Samstag, 3. März 2012

Cerro Torre und Fitz Roy

1. TAG: Wir lassen es ruhig angehen
Die nächsten fünf Tage wollen wir im Nationalpark Los Glaciares wandern und hoffen dabei die namhafte Granitnadel Cerro Torre und den 3405m hohen Fitz Roy zu sehen. "Hoffen" deshalb, weil vielen Besuchern der Blick auf diese tollen Berge verwehrt bleibt und sie selbst bei mehrtägigem oder gar wochenlangem Aufenthalt nur eine Wolkenwand zu sehen kriegen.



Die heutige Etappe führt uns vom Ort El Chalten zur Laguna Torres. Dafür, dass es heute regnerisch sein soll, ist es echt super: 15°C und nur teils bewölkt. Die Rucksäcke sind sehr schwer. Schon nach einer Stunde machen wir die erste Pause und genießen die tolle Aussicht. Nochmal etwas später Mittagspause mit Brötchen und Wurst. Wir lassen ruhig angehen. Nach knapp vier Stunden erreichen wir das Camp Agostoni. Das Zelt ist schnell aufgebaut, so dass wir uns Wichtigerem widmen können: Cafe mit Keksen. Anschließend gönnen wir uns einen gemütlichen Mittagschlaf.


17Uhr starten wir zu unserem Nachmittagsspaziergang: in wenigen Minuten zur Laguna Torre und ca. eine Stunde weiter dem Cerro Torre entgegen bis zum Mirador Maestri. Leider ist außer dem markanten "Felstisch" am Fuße des Cerro Torre nichts zu sehen; alles ist dick mit Wolken verhangen.

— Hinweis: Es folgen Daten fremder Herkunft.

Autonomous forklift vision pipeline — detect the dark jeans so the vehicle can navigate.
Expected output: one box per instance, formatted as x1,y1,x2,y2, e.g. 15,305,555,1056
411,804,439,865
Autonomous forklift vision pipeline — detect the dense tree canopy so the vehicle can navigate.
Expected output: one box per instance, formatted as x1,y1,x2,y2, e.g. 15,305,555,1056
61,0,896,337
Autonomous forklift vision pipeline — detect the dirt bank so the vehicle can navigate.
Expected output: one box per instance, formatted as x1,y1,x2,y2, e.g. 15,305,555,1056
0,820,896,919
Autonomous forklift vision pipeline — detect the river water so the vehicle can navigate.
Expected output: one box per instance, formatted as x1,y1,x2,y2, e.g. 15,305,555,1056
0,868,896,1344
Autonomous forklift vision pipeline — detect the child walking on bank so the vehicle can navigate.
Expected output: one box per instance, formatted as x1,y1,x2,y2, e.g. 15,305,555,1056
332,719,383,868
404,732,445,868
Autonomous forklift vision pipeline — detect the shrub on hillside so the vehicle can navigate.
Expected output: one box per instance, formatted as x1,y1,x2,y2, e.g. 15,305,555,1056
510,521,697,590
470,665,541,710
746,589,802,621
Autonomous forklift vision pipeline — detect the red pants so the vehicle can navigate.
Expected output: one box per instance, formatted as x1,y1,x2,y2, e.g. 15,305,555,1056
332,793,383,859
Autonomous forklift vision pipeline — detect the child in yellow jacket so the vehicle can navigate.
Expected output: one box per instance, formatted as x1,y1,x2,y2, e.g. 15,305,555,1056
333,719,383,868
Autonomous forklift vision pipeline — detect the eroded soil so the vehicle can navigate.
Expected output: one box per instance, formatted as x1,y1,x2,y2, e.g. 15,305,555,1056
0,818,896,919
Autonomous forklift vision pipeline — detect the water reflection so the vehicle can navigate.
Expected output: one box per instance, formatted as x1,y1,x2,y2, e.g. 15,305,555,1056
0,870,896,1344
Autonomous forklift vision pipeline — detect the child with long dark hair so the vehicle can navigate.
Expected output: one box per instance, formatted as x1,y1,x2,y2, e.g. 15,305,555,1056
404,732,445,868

Zu Essen gab es heute Chili con Carne und zum Nachtisch Blaubeer Joghurt - beides Globetrotter-Tüten. Heißes Wasser rein, umrühren, Zip wieder verschließen, 10 Min. warten - fertig! So kann sogar ich kochen :-)



1. NACHT: Patagonien gibt eine kleine Wetterkostprobe
Keine Sorge ich werde nicht von jeder einzelnen Nacht berichten, aber diese war besonders. Ich hab nämlich kaum geschlafen. Zum einen natürlich die harte Unterlage bestehend aus einer dünnen Schaumstoffmatte, welche mir die Niederländerin geschenkt hatte, da sie ihre Wanderaktivitäten bereits abgeschlossen hatte. Zum anderen das ungewohnt beengte Schlafen im Schlafsack, aber das ist ja alles normal beim Zelten. Hinzu kam das mir etwas kalt war, insbesondere am Kopf - also mitten in der Nacht Mütze auf. Besser! Für Gesicht und Nasenspitze bringt das allerdings nichts, die sind eiskalt. So soll man schlafen?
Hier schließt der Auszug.